On the same day, 14 more were stranded on an ice floe in Lake Huron off Sebewaing, Michigan. Airboats and ice rescue teams safely transported the group back to shore. Two people from the group received treatment for hypothermia.


"Ice is unpredictable, especially given the fluctuating air temperatures and historically low ice coverage we have had this year," the U.S. Coast Guard Great Lakes said in a Facebook post.


In a press release, the Coast Guard provided three things to remember before heading out onto the icy lakes.

Take precautions, not chances

The risk of death from accidental immersion during cold weather seasons is higher than in warm seasons. The water is colder, and survival time is greatly diminished.

Dress for the water temperatures

Cold water lowers body heat dramatically faster than cold air. Even if you are not planning on entering the water, there is always the possibility of accidental immersion.

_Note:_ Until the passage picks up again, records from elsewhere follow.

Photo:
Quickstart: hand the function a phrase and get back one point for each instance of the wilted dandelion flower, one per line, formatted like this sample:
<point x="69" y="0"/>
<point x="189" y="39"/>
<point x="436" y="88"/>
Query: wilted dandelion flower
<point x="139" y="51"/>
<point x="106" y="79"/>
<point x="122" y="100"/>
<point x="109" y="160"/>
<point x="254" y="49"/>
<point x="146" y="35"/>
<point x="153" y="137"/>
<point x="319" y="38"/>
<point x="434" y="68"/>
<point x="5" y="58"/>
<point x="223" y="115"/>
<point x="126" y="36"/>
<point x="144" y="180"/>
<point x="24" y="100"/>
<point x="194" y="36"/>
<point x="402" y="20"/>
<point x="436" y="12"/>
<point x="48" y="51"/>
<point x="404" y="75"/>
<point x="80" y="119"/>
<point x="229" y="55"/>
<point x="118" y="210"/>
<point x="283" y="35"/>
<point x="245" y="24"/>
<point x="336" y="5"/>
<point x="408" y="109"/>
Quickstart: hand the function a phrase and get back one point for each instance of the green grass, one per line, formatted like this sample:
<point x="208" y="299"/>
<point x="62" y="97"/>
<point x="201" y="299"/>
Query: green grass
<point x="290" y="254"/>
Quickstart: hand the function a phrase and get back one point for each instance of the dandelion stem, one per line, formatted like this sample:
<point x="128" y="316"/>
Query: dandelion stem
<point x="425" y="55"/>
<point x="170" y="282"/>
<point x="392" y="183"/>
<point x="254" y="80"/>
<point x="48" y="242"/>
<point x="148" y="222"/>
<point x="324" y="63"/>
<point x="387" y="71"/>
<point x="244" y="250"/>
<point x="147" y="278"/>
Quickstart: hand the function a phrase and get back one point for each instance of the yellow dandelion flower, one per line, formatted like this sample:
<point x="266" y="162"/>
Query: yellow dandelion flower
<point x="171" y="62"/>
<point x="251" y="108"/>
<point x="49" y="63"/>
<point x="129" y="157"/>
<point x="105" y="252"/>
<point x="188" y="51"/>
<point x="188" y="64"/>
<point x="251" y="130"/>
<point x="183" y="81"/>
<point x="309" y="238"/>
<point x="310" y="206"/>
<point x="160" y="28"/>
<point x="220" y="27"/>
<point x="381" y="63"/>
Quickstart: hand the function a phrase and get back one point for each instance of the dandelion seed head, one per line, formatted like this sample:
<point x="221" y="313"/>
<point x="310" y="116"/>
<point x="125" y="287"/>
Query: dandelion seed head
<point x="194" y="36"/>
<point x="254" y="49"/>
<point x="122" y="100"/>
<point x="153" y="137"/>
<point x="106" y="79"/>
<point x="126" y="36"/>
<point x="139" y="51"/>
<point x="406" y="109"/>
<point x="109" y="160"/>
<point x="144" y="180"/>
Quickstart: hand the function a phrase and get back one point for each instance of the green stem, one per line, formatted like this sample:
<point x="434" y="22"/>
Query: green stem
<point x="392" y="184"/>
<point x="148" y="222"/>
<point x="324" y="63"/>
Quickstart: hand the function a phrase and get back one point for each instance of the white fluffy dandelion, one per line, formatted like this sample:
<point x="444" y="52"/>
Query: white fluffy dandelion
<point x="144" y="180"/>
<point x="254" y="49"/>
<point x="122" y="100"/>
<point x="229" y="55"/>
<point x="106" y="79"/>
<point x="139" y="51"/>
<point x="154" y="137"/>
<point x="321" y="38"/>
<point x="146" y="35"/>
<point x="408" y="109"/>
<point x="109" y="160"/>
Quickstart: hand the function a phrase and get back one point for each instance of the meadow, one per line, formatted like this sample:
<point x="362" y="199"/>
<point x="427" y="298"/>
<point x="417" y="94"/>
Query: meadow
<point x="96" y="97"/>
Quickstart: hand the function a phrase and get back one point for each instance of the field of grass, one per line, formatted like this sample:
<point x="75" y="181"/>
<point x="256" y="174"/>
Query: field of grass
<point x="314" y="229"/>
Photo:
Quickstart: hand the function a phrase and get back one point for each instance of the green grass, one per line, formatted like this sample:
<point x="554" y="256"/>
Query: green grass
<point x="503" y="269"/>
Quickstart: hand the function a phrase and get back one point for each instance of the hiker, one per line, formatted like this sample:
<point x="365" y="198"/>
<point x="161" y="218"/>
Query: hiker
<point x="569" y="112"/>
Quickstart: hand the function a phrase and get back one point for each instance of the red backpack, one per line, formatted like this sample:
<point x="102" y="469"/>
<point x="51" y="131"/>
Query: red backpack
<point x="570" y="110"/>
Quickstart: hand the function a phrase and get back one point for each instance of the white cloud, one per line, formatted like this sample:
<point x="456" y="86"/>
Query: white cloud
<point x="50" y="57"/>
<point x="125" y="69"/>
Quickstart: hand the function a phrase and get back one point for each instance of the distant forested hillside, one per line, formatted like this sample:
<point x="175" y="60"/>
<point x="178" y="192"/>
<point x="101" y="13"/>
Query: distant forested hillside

Bring communications equipment

Never go near the water without a VHF-FM radio or personal locator beacon, and always be sure to tell someone where you are going, when you expect to return and advise them of any changes in the plan. Every minute counts in a cold-water environment, and preparation may mean the difference between life and death.


Ice cover on the Great Lakes is well below average for the year. According to NOAA, as of mid-February, overall ice coverage on the Great Lakes is around 10.5%, about 20% lower than the historical average.

Lake Huron’s ice coverage is particularly below average this winter at around 14%. Historically, ice covers over 40% of Lake Huron by this point in the season.